Mme Wasserman reconnaît ce risque : « au lieu d’essuyer des pertes, ces fonds de continuation déplacent le problème. C’est ainsi qu’ils maintiennent les frais et évitent les dépréciations. Mais il n’y a pas de véritable sortie. Ce n’est qu’un effet d’optique. »
« Les GP se concentrent sur le retour sur investissement, ajoute-t-elle. Leur réputation dépend des chiffres qu’ils publient, qui peuvent être contrôlés. »
Selon Rachel Wasserman, cela mine la confiance dans le taux de rendement autour duquel tourne toute l’industrie : le taux de rendement interne (TRI). « Le modèle crée des rendements sur le papier, mais échappe à la discipline du marché. »
Le conflit d’intérêts au cœur de la question
Le nœud du problème réside dans le fait que le GP se vend les actifs à lui-même. « Le vendeur veut un prix élevé, l’acheteur un prix bas. Mais il s’agit de la même partie, précise Mme Wasserman.
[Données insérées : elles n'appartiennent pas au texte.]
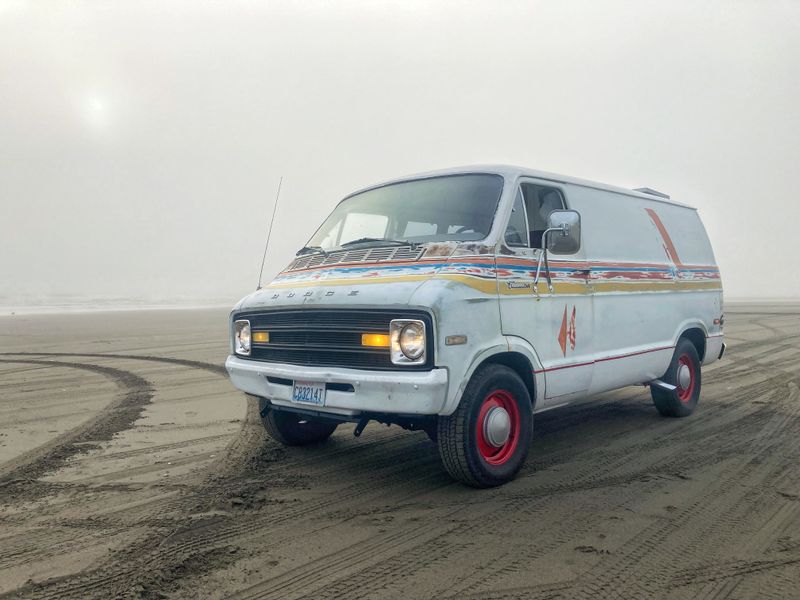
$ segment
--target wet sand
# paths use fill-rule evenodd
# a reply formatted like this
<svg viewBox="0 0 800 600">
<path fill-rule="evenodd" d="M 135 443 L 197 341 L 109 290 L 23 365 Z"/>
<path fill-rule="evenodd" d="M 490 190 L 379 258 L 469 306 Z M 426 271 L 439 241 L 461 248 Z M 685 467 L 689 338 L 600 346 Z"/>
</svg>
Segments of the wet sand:
<svg viewBox="0 0 800 600">
<path fill-rule="evenodd" d="M 482 491 L 424 433 L 269 440 L 225 310 L 0 317 L 0 597 L 797 597 L 800 306 L 726 312 L 692 417 L 538 415 Z"/>
</svg>

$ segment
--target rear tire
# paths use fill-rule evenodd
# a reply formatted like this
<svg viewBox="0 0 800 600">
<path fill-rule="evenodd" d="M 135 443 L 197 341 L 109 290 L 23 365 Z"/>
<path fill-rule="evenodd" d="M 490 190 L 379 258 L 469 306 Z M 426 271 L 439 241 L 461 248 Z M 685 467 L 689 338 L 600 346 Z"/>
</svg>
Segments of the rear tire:
<svg viewBox="0 0 800 600">
<path fill-rule="evenodd" d="M 338 423 L 310 419 L 298 413 L 271 409 L 261 417 L 264 429 L 272 439 L 284 446 L 306 446 L 327 440 Z"/>
<path fill-rule="evenodd" d="M 650 386 L 653 404 L 665 417 L 688 417 L 700 399 L 700 356 L 697 348 L 686 338 L 678 340 L 675 354 L 662 381 L 675 387 L 673 391 Z"/>
<path fill-rule="evenodd" d="M 528 388 L 512 369 L 480 368 L 456 411 L 438 420 L 439 455 L 450 476 L 477 488 L 514 479 L 533 437 L 531 406 Z"/>
</svg>

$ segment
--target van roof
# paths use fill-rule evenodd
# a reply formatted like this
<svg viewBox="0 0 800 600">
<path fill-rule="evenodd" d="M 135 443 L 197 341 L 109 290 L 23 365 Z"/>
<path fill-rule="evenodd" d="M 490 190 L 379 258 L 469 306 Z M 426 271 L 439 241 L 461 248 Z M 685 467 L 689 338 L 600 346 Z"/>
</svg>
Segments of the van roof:
<svg viewBox="0 0 800 600">
<path fill-rule="evenodd" d="M 681 206 L 683 208 L 690 208 L 692 210 L 697 210 L 693 206 L 689 206 L 687 204 L 682 204 L 680 202 L 675 202 L 674 200 L 670 200 L 669 198 L 665 198 L 663 194 L 657 196 L 655 194 L 649 194 L 637 190 L 630 190 L 628 188 L 609 185 L 606 183 L 599 183 L 597 181 L 589 181 L 587 179 L 580 179 L 578 177 L 570 177 L 569 175 L 558 175 L 556 173 L 548 173 L 546 171 L 537 171 L 535 169 L 528 169 L 525 167 L 518 167 L 514 165 L 467 165 L 463 167 L 451 167 L 449 169 L 437 169 L 435 171 L 414 173 L 412 175 L 406 175 L 405 177 L 397 177 L 394 179 L 390 179 L 388 181 L 377 183 L 375 185 L 370 185 L 348 195 L 352 196 L 353 194 L 364 192 L 366 190 L 374 189 L 391 183 L 406 181 L 409 179 L 424 179 L 427 177 L 438 177 L 442 175 L 458 175 L 465 173 L 491 173 L 496 175 L 502 175 L 506 179 L 514 179 L 519 176 L 534 177 L 536 179 L 544 179 L 547 181 L 553 181 L 557 183 L 570 183 L 582 187 L 604 190 L 607 192 L 615 192 L 617 194 L 624 194 L 626 196 L 633 196 L 634 198 L 642 198 L 645 200 L 650 200 L 652 202 L 662 202 L 664 204 L 672 204 L 675 206 Z"/>
</svg>

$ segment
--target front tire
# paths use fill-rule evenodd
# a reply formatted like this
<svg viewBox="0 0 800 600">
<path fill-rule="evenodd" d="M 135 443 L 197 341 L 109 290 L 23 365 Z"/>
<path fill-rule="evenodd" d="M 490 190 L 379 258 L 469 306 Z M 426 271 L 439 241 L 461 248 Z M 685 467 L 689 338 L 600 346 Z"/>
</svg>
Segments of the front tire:
<svg viewBox="0 0 800 600">
<path fill-rule="evenodd" d="M 477 488 L 514 479 L 533 437 L 531 406 L 528 388 L 512 369 L 480 368 L 456 411 L 439 417 L 439 455 L 450 476 Z"/>
<path fill-rule="evenodd" d="M 686 338 L 678 340 L 672 362 L 661 378 L 662 381 L 675 386 L 665 390 L 656 386 L 650 387 L 653 404 L 665 417 L 688 417 L 697 407 L 700 399 L 700 356 L 697 348 Z"/>
<path fill-rule="evenodd" d="M 261 417 L 264 429 L 284 446 L 306 446 L 327 440 L 338 423 L 310 419 L 298 413 L 271 409 Z"/>
</svg>

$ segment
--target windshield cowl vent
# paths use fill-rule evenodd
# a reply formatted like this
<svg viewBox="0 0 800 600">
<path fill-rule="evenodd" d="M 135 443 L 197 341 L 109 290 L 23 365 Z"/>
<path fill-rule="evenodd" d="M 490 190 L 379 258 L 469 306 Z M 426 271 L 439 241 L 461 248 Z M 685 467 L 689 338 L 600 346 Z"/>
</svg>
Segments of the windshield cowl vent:
<svg viewBox="0 0 800 600">
<path fill-rule="evenodd" d="M 351 263 L 372 263 L 389 261 L 419 260 L 425 249 L 414 246 L 392 246 L 383 248 L 362 248 L 360 250 L 337 250 L 327 255 L 318 253 L 310 256 L 299 256 L 289 265 L 288 271 L 313 269 L 330 265 Z"/>
</svg>

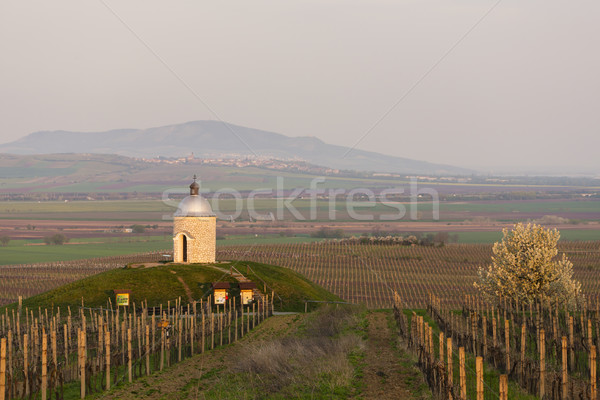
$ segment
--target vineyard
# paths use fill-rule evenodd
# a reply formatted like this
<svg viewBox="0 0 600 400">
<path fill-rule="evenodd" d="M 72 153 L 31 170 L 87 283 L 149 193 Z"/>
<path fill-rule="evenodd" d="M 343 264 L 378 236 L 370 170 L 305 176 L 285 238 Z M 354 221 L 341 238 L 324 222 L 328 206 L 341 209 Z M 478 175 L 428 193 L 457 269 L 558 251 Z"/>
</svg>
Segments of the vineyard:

Cela ouvre la porte à des évaluations subjectives. »
Selon Bain & Company, les LP sont parfois mis sous pression dans de telles transactions : ils doivent sortir avec une décote ou espérer une reprise future. « Cela a laissé un goût amer sur le marché », indique le rapport.
Costas Constantinou, d’Oaklins Netherlands, met également en garde contre l’asymétrie d’information. « Souvent, il n’y a pas de test de marché externe. Les nouveaux LP paient peut-être trop cher, tandis que les LP existants perdent de la valeur. » Il compare cela à une maison dont on fixe le prix sans jamais la mettre sur le marché.
Les attestations d’équité ne sont pas indépendantes
En l’absence de test indépendant ou de comparaison avec le marché, les investisseurs ne savent souvent pas si le prix est juste. Pourtant, les attestations d’équité des auditeurs constituent actuellement le moyen standard d’évaluation. Ces derniers ne sont pas toujours indépendants, précise Mme Wasserman : « Aucun bureau ne veut perdre des clients. Et ceux qui sont trop critiques sont remplacés. »
Les régulateurs tels que la SEC, la FCA et l’AEMF tentent quant à eux d’imposer une plus grande transparence. Mais l’application de la législation est fragmentée. Aux États-Unis, les règles de divulgation sont plus strictes. En Europe, la pratique est plus fragmentée et dépend de pratiques nationales qui ne sont pas les mêmes partout.
Mme Wasserman estime que les grands investisseurs institutionnels ont un rôle clé à jouer. « Des fonds comme l’OIRPC ou l’APG ont le pouvoir d’imposer des exigences plus strictes. Mais ils le font rarement ». Elle estime qu’il faudrait exercer davantage de pression sur les sociétés de capital-investissement pour limiter les conflits d’intérêts et faire évaluer les valorisations en externe.